А потом все стали требовать, чтобы мы отдали им Путина. Потому что выбирать им не из кого, ненавидят всех. Они понимали, что Янукович – скорее всего, просто соломинка для утопающего. Которой он и оказался, к тому же ещё и гнилой. А вот за Путина почти все были готовы идти стройными рядами. Путина я им тогда пообещать не мог, пожадничал. Не прошло и полгода…
Малороссы, или украинцы, белорусы, великороссы и все, кто имеет одну веру, один родной язык и считает большую страну своим Отечеством, все мы – русские. Нам не быть вместе «в Украине». Потому что в родном языке нет такого словосочетания. «В Украине» – это проект. Проект создания злокачественного государственного «новообразования», где одна, меньшая, часть – сплочённые надсмотрщики, а другая – разобщённые покорные рабы. Надсмотрщики объединяются в ненависти ко всему русскому. Входной билет в это жалкое сообщество – признание первенства украинского во всём, включая язык. Ни один истинно талантливый или порядочный человек это никогда не признает.

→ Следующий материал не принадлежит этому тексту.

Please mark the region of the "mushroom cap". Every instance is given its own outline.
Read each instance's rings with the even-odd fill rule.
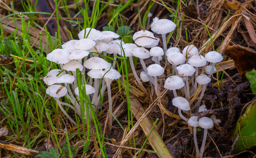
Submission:
[[[206,65],[206,61],[204,57],[199,55],[191,56],[188,62],[194,67],[203,67]]]
[[[166,34],[172,32],[175,28],[176,24],[167,19],[159,19],[155,17],[151,25],[151,30],[157,34]]]
[[[137,45],[134,43],[125,43],[125,45],[122,45],[122,48],[124,48],[124,51],[125,51],[126,57],[132,57],[132,50],[136,48],[138,48],[138,46],[137,46]],[[121,51],[118,52],[118,54],[119,55],[124,56],[123,55],[121,55]]]
[[[83,38],[76,43],[76,48],[81,50],[88,50],[95,46],[95,42],[89,38]]]
[[[146,59],[150,57],[149,51],[142,47],[135,48],[131,52],[134,56],[139,58]]]
[[[217,63],[221,62],[223,59],[223,57],[221,54],[216,51],[211,51],[205,54],[205,60],[213,63]]]
[[[91,30],[91,31],[90,31]],[[89,35],[88,36],[87,38],[86,38],[86,36],[88,34],[88,33],[90,32]],[[100,31],[96,30],[94,28],[86,28],[86,33],[85,34],[85,38],[87,39],[91,39],[91,40],[99,40],[101,37],[102,33]],[[85,29],[80,31],[78,33],[78,37],[79,39],[83,39],[85,37]]]
[[[158,61],[161,61],[163,60],[163,57],[162,56],[158,56]],[[152,61],[156,62],[156,57],[152,57]]]
[[[73,51],[70,55],[70,60],[78,60],[82,59],[85,57],[87,57],[90,54],[90,52],[86,50],[77,50]]]
[[[211,78],[208,77],[208,76],[205,74],[198,76],[195,80],[199,85],[205,85],[211,81]]]
[[[147,68],[147,75],[151,76],[156,77],[163,75],[164,72],[164,68],[158,64],[150,65]]]
[[[152,48],[152,47],[157,46],[158,44],[159,43],[160,38],[156,37],[156,40],[154,40],[153,43],[152,43],[152,44],[147,45],[147,46],[145,46],[145,48]]]
[[[205,67],[205,69],[204,70],[204,72],[205,72],[207,74],[211,75],[210,74],[211,73],[210,72],[211,68],[211,65],[206,66],[206,67]],[[213,72],[215,71],[216,70],[216,68],[214,67],[213,68]]]
[[[199,119],[199,125],[203,129],[211,129],[213,127],[213,121],[210,118],[203,117]]]
[[[58,78],[58,77],[56,76],[47,75],[43,77],[43,82],[45,82],[46,85],[50,86],[55,83],[58,83],[59,82],[57,81]]]
[[[154,36],[153,33],[146,30],[141,30],[135,32],[132,39],[135,43],[140,46],[150,45],[153,43],[155,40],[157,40]]]
[[[198,121],[198,116],[192,116],[189,118],[188,121],[188,124],[192,127],[198,127],[199,126],[199,122]]]
[[[76,45],[76,42],[78,40],[70,40],[66,42],[65,43],[63,44],[62,46],[62,48],[68,52],[68,53],[71,53],[72,52],[75,51],[76,50],[75,45]]]
[[[168,61],[175,65],[183,64],[186,61],[186,57],[181,53],[178,52],[173,52],[169,53],[167,55]]]
[[[70,53],[63,49],[54,50],[46,56],[46,59],[58,64],[65,64],[70,61]]]
[[[183,64],[177,67],[179,74],[184,76],[192,76],[195,72],[195,68],[189,64]]]
[[[100,69],[92,69],[88,72],[87,75],[92,78],[102,78],[102,75],[100,73]]]
[[[181,77],[171,76],[165,80],[164,87],[170,90],[175,90],[183,87],[184,85],[184,82]]]
[[[95,42],[95,46],[88,51],[90,52],[98,52],[101,53],[102,52],[106,51],[109,47],[108,44],[103,42]]]
[[[107,43],[109,47],[106,51],[106,52],[109,54],[114,55],[121,53],[121,42],[122,42],[122,46],[125,45],[125,42],[120,40],[114,40],[109,42]]]
[[[102,69],[109,67],[109,63],[99,57],[92,57],[83,63],[83,66],[88,69]]]
[[[179,49],[179,48],[177,47],[171,47],[167,50],[167,51],[165,52],[165,54],[168,55],[169,53],[174,52],[180,53],[180,49]]]
[[[58,83],[72,83],[75,81],[75,77],[69,74],[65,74],[61,77],[60,77],[57,81]]]
[[[81,71],[83,68],[83,66],[76,60],[71,60],[63,66],[63,69],[70,71],[76,71],[77,68],[79,68],[79,70]]]
[[[47,74],[47,76],[49,76],[49,75],[52,75],[52,76],[56,76],[57,75],[58,75],[60,72],[61,72],[61,70],[60,70],[60,69],[53,69],[53,70],[51,70],[50,71],[49,71],[49,72],[48,72],[48,74]],[[65,72],[61,72],[61,74],[60,74],[58,76],[58,77],[61,77],[61,76],[63,75],[65,75]]]
[[[190,106],[189,101],[182,97],[176,97],[173,99],[173,105],[183,110],[189,111]]]
[[[147,75],[146,74],[146,72],[145,72],[144,71],[142,71],[140,73],[140,79],[141,79],[141,80],[143,82],[149,82],[149,77],[147,77]]]
[[[67,92],[67,88],[59,85],[53,85],[46,89],[46,93],[55,98],[60,98]]]
[[[114,38],[119,37],[118,34],[109,31],[104,31],[101,32],[101,37],[99,39],[100,41],[108,43],[110,42]]]
[[[198,112],[201,112],[205,111],[206,110],[207,110],[207,108],[205,105],[202,105],[199,107],[199,109],[198,109]]]
[[[110,68],[108,67],[107,68],[105,68],[104,70],[101,70],[100,73],[101,73],[101,75],[102,76],[105,75],[104,78],[107,78],[110,80],[114,80],[120,78],[121,75],[119,73],[119,72],[112,68],[110,69],[110,70],[109,70],[109,69]]]
[[[186,55],[188,54],[188,57],[190,57],[193,55],[198,54],[198,49],[194,45],[188,45],[184,48],[183,51],[182,51],[183,54],[186,56]]]
[[[161,56],[164,55],[164,50],[159,47],[154,47],[150,49],[149,55],[152,57]]]
[[[85,85],[85,91],[87,95],[95,92],[95,89],[90,85]],[[79,90],[78,87],[75,89],[75,93],[79,96]]]

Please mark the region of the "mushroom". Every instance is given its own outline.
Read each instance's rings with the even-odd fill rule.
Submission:
[[[198,149],[198,140],[196,138],[196,127],[199,126],[199,122],[198,121],[198,116],[192,116],[188,121],[188,124],[194,127],[194,143],[195,144],[195,150],[198,156],[200,156],[199,149]]]
[[[200,151],[200,157],[203,157],[203,154],[204,153],[205,142],[206,141],[207,130],[208,129],[211,129],[213,127],[213,122],[211,119],[203,117],[200,119],[199,125],[202,129],[204,129],[204,138],[203,139],[202,146],[201,146],[201,150]]]

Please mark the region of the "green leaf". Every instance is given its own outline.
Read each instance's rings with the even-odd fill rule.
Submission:
[[[36,157],[42,158],[59,158],[61,154],[58,154],[58,149],[55,149],[53,147],[50,147],[49,152],[41,151],[41,154],[37,155]]]
[[[256,71],[253,70],[245,74],[246,77],[249,80],[250,83],[250,87],[253,92],[256,95]]]
[[[104,31],[110,31],[112,32],[115,32],[115,29],[113,28],[113,27],[111,25],[109,25],[108,26],[104,26],[102,28]]]
[[[122,26],[118,28],[117,33],[120,37],[123,37],[128,36],[130,33],[134,32],[132,30],[130,29],[130,27],[128,26]]]

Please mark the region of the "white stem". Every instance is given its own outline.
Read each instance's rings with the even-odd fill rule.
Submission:
[[[173,90],[173,94],[174,95],[174,97],[176,98],[178,97],[177,93],[176,92],[176,90]]]
[[[178,110],[178,111],[179,112],[179,115],[180,115],[180,117],[182,118],[182,119],[184,120],[186,122],[188,122],[188,121],[189,121],[189,119],[186,119],[186,117],[184,117],[184,116],[183,116],[183,115],[182,115],[181,109],[179,108],[179,110]]]
[[[194,143],[195,144],[195,150],[198,157],[200,156],[199,149],[198,149],[198,140],[196,138],[196,127],[194,127]]]
[[[156,92],[156,95],[158,97],[158,86],[157,86],[157,76],[155,76],[154,77],[154,81],[155,82],[155,91]]]
[[[201,146],[201,151],[200,151],[200,157],[203,157],[203,154],[204,153],[204,147],[205,146],[205,142],[206,141],[207,137],[207,129],[204,129],[204,138],[203,139],[202,146]]]
[[[134,62],[132,60],[132,57],[129,57],[129,59],[130,59],[130,64],[131,65],[131,70],[132,70],[132,72],[134,73],[136,80],[137,80],[137,82],[138,82],[139,85],[140,86],[141,90],[142,90],[145,92],[148,93],[146,88],[143,86],[141,82],[140,82],[140,80],[138,76],[137,75],[137,73],[136,73],[135,68],[134,67]]]
[[[73,119],[71,119],[71,117],[70,116],[70,115],[68,115],[68,114],[67,114],[67,113],[66,112],[66,111],[64,110],[64,108],[63,108],[63,107],[61,106],[61,104],[60,103],[60,101],[59,100],[59,98],[55,97],[54,99],[58,103],[58,107],[60,107],[60,108],[61,110],[61,111],[62,111],[63,113],[64,113],[64,114],[70,120],[70,121],[71,121],[75,126],[76,126],[77,124],[76,123],[76,122],[75,122],[75,121],[73,120]]]

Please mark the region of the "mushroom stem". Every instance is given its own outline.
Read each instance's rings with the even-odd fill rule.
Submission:
[[[196,138],[196,127],[194,127],[194,143],[195,144],[195,150],[198,157],[200,156],[199,149],[198,149],[198,140]]]
[[[178,110],[178,111],[179,112],[179,115],[180,115],[180,117],[182,118],[182,119],[184,120],[186,122],[188,122],[188,121],[189,121],[189,119],[186,119],[186,117],[184,117],[184,116],[183,116],[183,115],[182,115],[181,109],[179,108],[179,110]]]
[[[204,138],[203,139],[202,146],[201,146],[201,150],[200,151],[200,157],[201,158],[203,157],[203,154],[204,153],[204,147],[205,146],[208,130],[207,129],[204,129]]]
[[[135,68],[134,67],[132,57],[129,57],[129,59],[130,59],[129,60],[130,60],[130,63],[131,65],[131,70],[132,70],[132,72],[134,73],[134,76],[135,77],[135,78],[137,80],[137,82],[138,82],[139,85],[140,86],[141,90],[142,90],[144,92],[148,93],[146,88],[143,86],[142,83],[141,83],[141,82],[140,82],[140,80],[139,78],[137,75],[137,73],[136,73],[136,70],[135,70]]]
[[[63,108],[62,106],[61,106],[61,102],[59,100],[59,98],[54,97],[54,99],[56,101],[57,103],[58,103],[58,107],[60,107],[60,108],[62,111],[63,113],[67,116],[67,117],[71,121],[75,126],[76,126],[77,124],[75,122],[73,119],[71,119],[71,117],[67,114],[67,113],[66,112],[66,111]]]

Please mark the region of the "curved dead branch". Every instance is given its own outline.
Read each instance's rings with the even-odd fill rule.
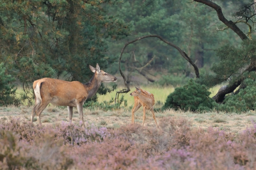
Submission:
[[[181,54],[181,56],[186,59],[187,60],[193,67],[194,67],[194,70],[195,70],[195,74],[196,75],[196,78],[199,78],[200,77],[200,74],[199,74],[199,70],[198,67],[196,66],[196,65],[192,61],[192,60],[191,59],[191,58],[188,56],[188,54],[183,51],[180,48],[179,48],[178,46],[174,45],[173,43],[169,42],[168,41],[166,41],[166,40],[163,39],[161,36],[157,35],[146,35],[144,36],[141,36],[139,38],[136,38],[135,40],[133,40],[131,42],[129,42],[127,43],[126,43],[124,45],[124,47],[123,47],[123,49],[121,50],[121,54],[119,58],[119,71],[120,72],[120,74],[122,75],[122,77],[124,79],[124,82],[125,86],[126,86],[127,89],[123,89],[119,91],[116,91],[116,98],[115,98],[115,102],[116,103],[116,98],[118,98],[119,97],[119,94],[120,93],[127,93],[129,91],[130,91],[130,88],[127,84],[127,82],[126,82],[126,78],[125,76],[124,75],[124,74],[123,73],[123,72],[122,72],[121,70],[121,66],[120,66],[120,63],[121,63],[121,59],[122,59],[122,56],[123,55],[124,51],[126,47],[131,44],[132,43],[136,41],[146,38],[149,38],[149,37],[156,37],[156,38],[158,38],[159,39],[160,39],[161,41],[164,42],[164,43],[167,43],[169,45],[171,45],[172,47],[173,47],[174,48],[175,48]]]

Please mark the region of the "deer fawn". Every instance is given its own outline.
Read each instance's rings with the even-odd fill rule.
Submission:
[[[150,94],[148,91],[143,90],[136,87],[136,90],[130,94],[134,98],[134,106],[132,110],[132,123],[134,123],[134,112],[139,109],[141,105],[143,107],[143,121],[142,127],[144,126],[145,119],[146,118],[146,109],[151,111],[153,114],[153,118],[155,120],[156,126],[158,128],[157,123],[156,120],[155,114],[154,113],[154,105],[155,104],[155,99],[154,95]]]
[[[68,107],[69,121],[72,122],[73,107],[77,107],[79,116],[84,126],[83,104],[98,90],[102,82],[116,82],[117,78],[103,70],[97,64],[96,68],[90,65],[94,73],[89,82],[82,84],[78,81],[65,81],[51,78],[43,78],[34,81],[35,104],[32,111],[31,123],[35,114],[38,116],[38,124],[42,125],[40,114],[49,103]]]

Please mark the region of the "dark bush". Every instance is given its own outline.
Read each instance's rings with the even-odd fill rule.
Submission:
[[[246,79],[243,82],[244,89],[240,89],[236,95],[228,95],[223,104],[217,105],[216,110],[225,112],[241,112],[256,109],[256,82]]]
[[[10,104],[19,105],[19,100],[15,98],[16,88],[11,83],[15,79],[5,73],[6,68],[4,63],[0,63],[0,106],[6,106]]]
[[[169,95],[163,109],[173,108],[175,110],[190,110],[191,111],[209,111],[213,108],[214,101],[204,85],[195,82],[193,79],[183,87],[175,88]]]

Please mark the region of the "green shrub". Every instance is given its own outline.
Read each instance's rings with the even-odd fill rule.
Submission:
[[[4,63],[0,63],[0,106],[6,106],[10,104],[19,105],[19,100],[15,98],[16,88],[10,84],[15,78],[5,73],[6,68]]]
[[[225,112],[241,112],[256,109],[256,82],[246,79],[244,82],[246,87],[241,89],[236,95],[228,95],[223,104],[216,107],[216,110]]]
[[[205,86],[191,79],[187,84],[175,88],[174,92],[168,95],[162,109],[173,108],[175,110],[191,111],[209,111],[214,105],[213,99],[209,97],[210,94],[211,92]]]

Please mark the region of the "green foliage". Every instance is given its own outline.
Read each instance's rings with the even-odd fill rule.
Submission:
[[[94,101],[88,101],[84,102],[83,107],[90,110],[95,110],[95,109],[99,109],[104,111],[113,111],[120,109],[121,104],[124,102],[125,107],[127,106],[127,101],[124,100],[124,95],[122,95],[121,98],[115,104],[114,98],[112,98],[109,102],[104,101],[102,103]]]
[[[214,103],[213,99],[209,97],[210,94],[205,86],[201,86],[191,79],[187,84],[175,88],[174,92],[169,95],[163,109],[209,111],[213,108]]]
[[[241,47],[226,45],[217,50],[220,62],[216,63],[211,68],[214,73],[202,75],[200,84],[208,87],[223,82],[246,78],[246,68],[255,58],[256,40],[244,41]]]
[[[19,105],[19,101],[15,98],[17,88],[11,85],[15,79],[11,75],[6,74],[6,68],[4,63],[0,63],[0,106],[6,106],[10,104]]]
[[[106,56],[104,39],[132,29],[132,22],[109,14],[120,1],[1,0],[0,62],[26,88],[44,77],[88,81],[89,65],[108,68],[116,59]]]
[[[223,104],[216,106],[216,110],[241,113],[256,109],[256,74],[244,81],[246,87],[240,89],[236,95],[227,97]],[[252,75],[252,74],[251,74]],[[253,77],[252,79],[252,77]]]
[[[157,82],[161,86],[171,85],[176,87],[179,85],[183,85],[189,79],[185,75],[175,76],[173,75],[163,75]]]

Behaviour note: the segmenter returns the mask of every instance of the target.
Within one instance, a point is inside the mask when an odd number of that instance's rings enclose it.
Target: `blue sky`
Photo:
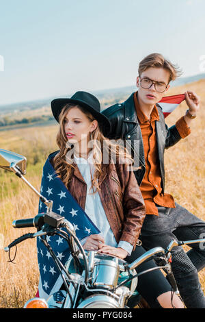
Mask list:
[[[183,76],[204,71],[204,0],[0,0],[0,105],[133,85],[152,52]]]

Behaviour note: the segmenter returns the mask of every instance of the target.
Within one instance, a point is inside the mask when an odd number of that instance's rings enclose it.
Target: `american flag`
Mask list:
[[[165,96],[158,103],[163,110],[165,119],[185,99],[184,94]]]
[[[53,211],[64,216],[73,225],[76,235],[80,240],[90,234],[99,234],[100,231],[71,195],[62,181],[57,177],[49,160],[57,152],[50,154],[44,165],[41,194],[48,200],[53,201]],[[46,212],[46,208],[40,200],[38,212]],[[66,240],[58,235],[48,236],[46,238],[57,257],[65,264],[70,254]],[[51,294],[59,290],[62,278],[40,237],[37,239],[37,253],[40,280],[36,296],[46,299]]]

Надсмотрщики будут радостно плодить своих «народных» артистов, «письменников», «героев», писать свою «великую историю». Раздувшиеся от спеси, алчные, вечно ноющие и считающие, что им все должны.
Первый раз в новой истории России наше ТВ выступило мощно и солидарно за правду. Причём – практически все каналы. И то, что их запрещают на Украине, – добрый знак.
Не надо «мантр» о недопустимости «раскола» Украины. Любое естественное её разделение неизбежно будет означать сближение и объединение. Понятно, кого с кем.
И не надо бояться злобных надсмотрщиков. Они уже показали себя как трусоватая шпана. Которая бьёт себя в грудь, вопит: «героям слава!» и грозно лезет в драку, когда их десять против одного. Когда есть гарантия безопасности, а если что, можно позвать «конкретных» людей «оттуда», которые раздавят. У нас, оказывается, тоже есть заступники. Только наши – за правду.
Стоило только одной стране перестать давиться «толерантностью» лжи на телеэкранах, внятно сказать: «Своих не сдаём», – как сразу плевелы полетели от зёрен в разные стороны.
И последнее: не надо никакого сурового «пафоса» по отношению ко всем этим жалким и напыщенным «секторам», дамам «с косой», небритым сайентологам, «пасторам» и шоколадным «зайцам». Им вполне достаточно анекдотов, их сметёт снисходительный смех. Ну и немного брезгливого презрения, если угодно…
А иначе и не может быть, если мы действительно хотим быть вместе. И в жизни, и на экране.